Depois das vítimas realizarem a inscrição em um site, os supostos funcionários da agência com o falso nome de Salvatore Models entravam em contato, passando os detalhes da seleção, que, neste caso, aconteceu no dia 23 de abril, em um hotel de Bauru.

No endereço fornecido, pessoas de todas as faixas etárias, desde crianças e jovens a adultos, participaram almejando a tão sonhada oportunidade no mercado artístico.

Alexandre Protopsaltis, delegado especialista em crimes digitais, explicou que a tática usada nesse tipo de golpe sempre é a mesma.

"A gente desconfia que eles agem de maneira específica.
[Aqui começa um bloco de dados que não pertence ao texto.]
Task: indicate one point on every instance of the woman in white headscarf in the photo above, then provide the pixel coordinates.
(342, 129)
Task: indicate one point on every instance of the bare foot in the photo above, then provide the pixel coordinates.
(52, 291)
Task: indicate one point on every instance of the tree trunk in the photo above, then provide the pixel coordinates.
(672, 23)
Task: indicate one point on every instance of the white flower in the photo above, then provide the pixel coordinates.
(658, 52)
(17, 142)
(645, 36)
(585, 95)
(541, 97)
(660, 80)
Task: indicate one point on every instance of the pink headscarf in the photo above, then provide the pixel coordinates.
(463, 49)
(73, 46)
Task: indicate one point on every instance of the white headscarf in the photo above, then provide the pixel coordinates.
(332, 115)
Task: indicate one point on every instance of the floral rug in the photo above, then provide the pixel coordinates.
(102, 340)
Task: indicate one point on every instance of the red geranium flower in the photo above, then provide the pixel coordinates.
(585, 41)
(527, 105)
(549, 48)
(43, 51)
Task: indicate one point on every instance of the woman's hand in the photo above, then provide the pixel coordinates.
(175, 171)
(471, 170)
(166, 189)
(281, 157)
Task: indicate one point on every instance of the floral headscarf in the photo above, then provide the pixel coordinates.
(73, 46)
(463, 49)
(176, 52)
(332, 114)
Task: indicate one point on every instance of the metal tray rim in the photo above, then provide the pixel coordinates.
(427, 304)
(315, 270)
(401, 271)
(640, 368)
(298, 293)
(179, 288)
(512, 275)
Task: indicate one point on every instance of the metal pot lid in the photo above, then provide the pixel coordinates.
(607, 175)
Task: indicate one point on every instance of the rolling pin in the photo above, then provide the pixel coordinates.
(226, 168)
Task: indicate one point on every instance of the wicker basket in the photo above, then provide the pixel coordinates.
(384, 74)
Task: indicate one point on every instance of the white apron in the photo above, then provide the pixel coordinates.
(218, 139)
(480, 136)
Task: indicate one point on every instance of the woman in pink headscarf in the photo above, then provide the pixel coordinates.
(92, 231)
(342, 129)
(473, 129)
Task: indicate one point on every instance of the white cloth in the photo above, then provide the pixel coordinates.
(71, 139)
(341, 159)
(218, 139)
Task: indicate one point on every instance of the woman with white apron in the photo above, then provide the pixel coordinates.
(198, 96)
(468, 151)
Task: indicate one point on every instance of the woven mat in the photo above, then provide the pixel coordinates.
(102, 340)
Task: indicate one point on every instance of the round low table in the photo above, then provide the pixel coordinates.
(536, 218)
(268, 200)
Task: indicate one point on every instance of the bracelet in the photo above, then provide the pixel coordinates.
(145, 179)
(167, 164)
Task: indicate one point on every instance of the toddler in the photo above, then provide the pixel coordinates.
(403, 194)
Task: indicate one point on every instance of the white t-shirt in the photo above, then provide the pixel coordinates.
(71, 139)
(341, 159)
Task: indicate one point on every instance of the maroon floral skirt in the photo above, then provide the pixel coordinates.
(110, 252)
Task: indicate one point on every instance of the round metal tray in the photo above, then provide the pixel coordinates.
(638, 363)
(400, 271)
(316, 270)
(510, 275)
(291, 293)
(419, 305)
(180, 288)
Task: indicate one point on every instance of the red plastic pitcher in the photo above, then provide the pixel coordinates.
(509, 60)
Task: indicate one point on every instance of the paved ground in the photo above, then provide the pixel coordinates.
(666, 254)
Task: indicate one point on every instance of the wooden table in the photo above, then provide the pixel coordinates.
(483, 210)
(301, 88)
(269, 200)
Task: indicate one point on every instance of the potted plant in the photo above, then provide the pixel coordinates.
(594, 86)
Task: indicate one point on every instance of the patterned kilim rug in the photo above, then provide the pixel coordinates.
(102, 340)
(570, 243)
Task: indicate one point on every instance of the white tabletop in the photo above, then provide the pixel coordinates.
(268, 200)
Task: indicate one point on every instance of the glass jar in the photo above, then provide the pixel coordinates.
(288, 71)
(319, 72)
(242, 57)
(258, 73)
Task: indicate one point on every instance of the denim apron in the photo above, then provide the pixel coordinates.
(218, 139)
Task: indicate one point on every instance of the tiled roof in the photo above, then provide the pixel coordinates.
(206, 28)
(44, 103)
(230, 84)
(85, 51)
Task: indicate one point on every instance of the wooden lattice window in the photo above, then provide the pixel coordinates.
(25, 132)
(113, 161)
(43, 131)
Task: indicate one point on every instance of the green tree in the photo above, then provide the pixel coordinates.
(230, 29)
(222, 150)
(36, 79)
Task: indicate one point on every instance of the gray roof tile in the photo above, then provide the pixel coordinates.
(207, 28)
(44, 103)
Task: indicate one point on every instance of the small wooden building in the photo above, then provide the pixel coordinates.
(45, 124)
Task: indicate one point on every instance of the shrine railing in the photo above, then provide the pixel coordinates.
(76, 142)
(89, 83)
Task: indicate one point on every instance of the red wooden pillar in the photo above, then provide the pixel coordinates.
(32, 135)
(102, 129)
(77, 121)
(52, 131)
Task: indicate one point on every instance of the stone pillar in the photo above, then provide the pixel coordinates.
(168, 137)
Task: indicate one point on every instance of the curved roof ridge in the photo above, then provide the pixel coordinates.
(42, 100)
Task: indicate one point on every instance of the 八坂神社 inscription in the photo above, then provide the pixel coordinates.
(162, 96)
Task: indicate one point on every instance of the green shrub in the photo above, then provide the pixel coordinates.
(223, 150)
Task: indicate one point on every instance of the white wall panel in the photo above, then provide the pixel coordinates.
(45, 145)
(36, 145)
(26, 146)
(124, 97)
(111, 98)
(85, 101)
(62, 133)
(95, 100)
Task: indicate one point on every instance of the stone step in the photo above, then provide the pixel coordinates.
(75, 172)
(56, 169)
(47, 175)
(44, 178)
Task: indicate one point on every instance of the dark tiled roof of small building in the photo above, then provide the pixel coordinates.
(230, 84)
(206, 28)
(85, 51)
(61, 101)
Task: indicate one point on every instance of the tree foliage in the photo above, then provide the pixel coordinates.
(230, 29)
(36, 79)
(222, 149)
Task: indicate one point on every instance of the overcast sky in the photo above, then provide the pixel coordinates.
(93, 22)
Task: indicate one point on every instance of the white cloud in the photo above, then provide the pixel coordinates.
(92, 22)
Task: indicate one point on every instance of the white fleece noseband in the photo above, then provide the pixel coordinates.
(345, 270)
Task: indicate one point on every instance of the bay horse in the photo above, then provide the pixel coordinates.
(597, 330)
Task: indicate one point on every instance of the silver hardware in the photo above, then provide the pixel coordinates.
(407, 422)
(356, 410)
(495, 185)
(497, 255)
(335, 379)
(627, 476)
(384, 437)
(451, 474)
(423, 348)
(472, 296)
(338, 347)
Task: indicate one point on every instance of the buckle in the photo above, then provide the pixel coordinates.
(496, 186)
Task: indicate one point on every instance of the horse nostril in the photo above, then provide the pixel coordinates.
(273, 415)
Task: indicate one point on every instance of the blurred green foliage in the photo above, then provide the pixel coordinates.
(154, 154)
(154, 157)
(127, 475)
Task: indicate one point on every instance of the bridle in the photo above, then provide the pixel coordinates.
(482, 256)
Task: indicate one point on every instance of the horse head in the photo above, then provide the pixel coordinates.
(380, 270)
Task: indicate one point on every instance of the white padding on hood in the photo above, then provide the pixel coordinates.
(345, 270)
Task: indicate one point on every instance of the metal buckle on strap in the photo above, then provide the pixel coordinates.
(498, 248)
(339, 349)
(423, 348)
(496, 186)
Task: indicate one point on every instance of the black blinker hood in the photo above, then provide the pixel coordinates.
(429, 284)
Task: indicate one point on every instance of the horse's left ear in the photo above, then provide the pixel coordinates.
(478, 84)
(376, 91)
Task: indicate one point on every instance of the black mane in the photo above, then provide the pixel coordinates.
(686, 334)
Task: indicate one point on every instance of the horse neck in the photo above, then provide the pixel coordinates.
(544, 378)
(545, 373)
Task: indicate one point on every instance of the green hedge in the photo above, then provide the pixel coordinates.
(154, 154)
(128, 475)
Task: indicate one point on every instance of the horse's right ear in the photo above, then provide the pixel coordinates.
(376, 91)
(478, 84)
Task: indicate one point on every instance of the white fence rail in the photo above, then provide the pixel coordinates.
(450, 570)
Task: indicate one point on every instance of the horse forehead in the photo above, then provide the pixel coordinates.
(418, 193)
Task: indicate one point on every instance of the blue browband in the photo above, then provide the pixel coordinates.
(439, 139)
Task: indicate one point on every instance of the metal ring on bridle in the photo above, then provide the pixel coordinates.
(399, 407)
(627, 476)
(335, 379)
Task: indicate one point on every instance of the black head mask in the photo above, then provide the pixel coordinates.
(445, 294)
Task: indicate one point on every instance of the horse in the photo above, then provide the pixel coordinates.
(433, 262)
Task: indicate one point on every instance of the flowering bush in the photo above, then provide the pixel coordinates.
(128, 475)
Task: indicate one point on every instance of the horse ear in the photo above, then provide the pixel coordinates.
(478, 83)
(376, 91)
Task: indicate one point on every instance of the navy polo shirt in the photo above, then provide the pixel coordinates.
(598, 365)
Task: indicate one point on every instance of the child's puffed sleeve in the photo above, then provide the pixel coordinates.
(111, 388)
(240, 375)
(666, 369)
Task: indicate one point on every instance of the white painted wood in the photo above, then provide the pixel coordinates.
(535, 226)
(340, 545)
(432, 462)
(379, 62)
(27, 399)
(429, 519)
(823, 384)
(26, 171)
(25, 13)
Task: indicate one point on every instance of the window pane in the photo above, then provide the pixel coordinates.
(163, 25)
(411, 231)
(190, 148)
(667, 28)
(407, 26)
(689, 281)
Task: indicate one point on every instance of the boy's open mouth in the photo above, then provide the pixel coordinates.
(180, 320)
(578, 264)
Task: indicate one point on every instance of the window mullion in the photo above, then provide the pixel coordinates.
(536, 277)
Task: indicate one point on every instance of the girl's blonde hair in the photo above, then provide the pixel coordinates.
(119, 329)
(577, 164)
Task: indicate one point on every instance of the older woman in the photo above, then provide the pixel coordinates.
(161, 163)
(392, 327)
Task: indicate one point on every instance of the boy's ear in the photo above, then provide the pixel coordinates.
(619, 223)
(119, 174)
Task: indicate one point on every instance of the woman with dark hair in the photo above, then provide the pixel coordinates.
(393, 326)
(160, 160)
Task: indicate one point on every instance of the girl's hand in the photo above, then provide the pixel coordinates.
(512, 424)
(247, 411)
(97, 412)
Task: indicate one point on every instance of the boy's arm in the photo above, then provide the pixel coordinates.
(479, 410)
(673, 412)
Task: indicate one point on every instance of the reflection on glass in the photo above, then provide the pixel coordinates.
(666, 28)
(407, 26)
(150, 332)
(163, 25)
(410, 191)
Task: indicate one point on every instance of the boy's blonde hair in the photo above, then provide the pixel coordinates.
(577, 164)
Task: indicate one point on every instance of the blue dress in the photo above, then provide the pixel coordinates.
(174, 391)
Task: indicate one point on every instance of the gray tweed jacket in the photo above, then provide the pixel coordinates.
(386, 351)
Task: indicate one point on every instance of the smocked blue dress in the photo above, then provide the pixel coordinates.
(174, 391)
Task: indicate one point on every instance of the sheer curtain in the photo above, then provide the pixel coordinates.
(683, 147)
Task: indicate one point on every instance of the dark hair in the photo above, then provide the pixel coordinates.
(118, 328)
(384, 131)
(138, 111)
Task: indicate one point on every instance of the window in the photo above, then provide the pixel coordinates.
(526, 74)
Então, eles vão em uma cidade, organizam esse evento, fazem as vítimas e, em seguida, se deslocam para outras localidades para aplicar o mesmo golpe", e continuou afirmando que "por vezes, eles mudam o nome da agência, muda um elemento ou outro, mas sempre com o mesmo modus operandi", completa.

Daiane Cristina Dias, uma das mães que inscreveu o filho na seletiva, disse que antes da assinatura do contrato, os estelionatários solicitaram o pagamento aos interessados com a promessa de trabalhos em diversos estados do Brasil.

"Falaram que tinha um trabalho de quatro dias lá em Santa Catarina, mas que era preciso antes fazer um investimento de R$ 1,5 mil", conta a vítima.

Milena Escudero, operadora de telemarketing, que também levou a filha para seletiva, relatou que suspeitou de golpe quando concretizou o pagamento.

"Simplesmente pegou a maquininha, passou o cartão e disse que depois iria fazer o contrato. Nesse momento, comecei a me tocar de que talvez poderia ser um golpe", revela.

Após perceberem que se tratava de um possível golpe, algumas vítimas criaram um grupo para tentar entender o que tinha acontecido. Este grupo, com nove participantes, registrou B.O. e descobriu que o CNPJ informado pela empresa não existia. Na internet, o perfil da suposta agência também havia sido excluído.

Além do dinheiro roubado, as vítimas estão com medo porque autorizaram o uso e a divulgação das suas imagens, incluindo de crianças.

Segundo a polícia, as pessoas foram vítimas de uma modalidade antiga de estelionato, quando os golpistas induzem as pessoas a fornecerem dados pessoais. A partir dessas informações que foram oferecidas, os criminosos podem tentar abrir conta bancária, fazer empréstimos ou ainda praticar outros crimes.

Diante disso o delegado Alexandre Protopsaltis aconselha a necessidade de ser cauteloso ao celebrar um contrato.

"Veja sempre quais são os termos do contrato, quem são as pessoas envolvidas, se existem outras pessoas que foram agenciadas e deram certo naquela empresa. É preciso cautela antes de celebrar o contrato", destaca o delegado.

A polícia agora busca identificar os estelionatários por meio de câmeras de segurança do hotel que os golpistas alugaram para realizar a seletiva.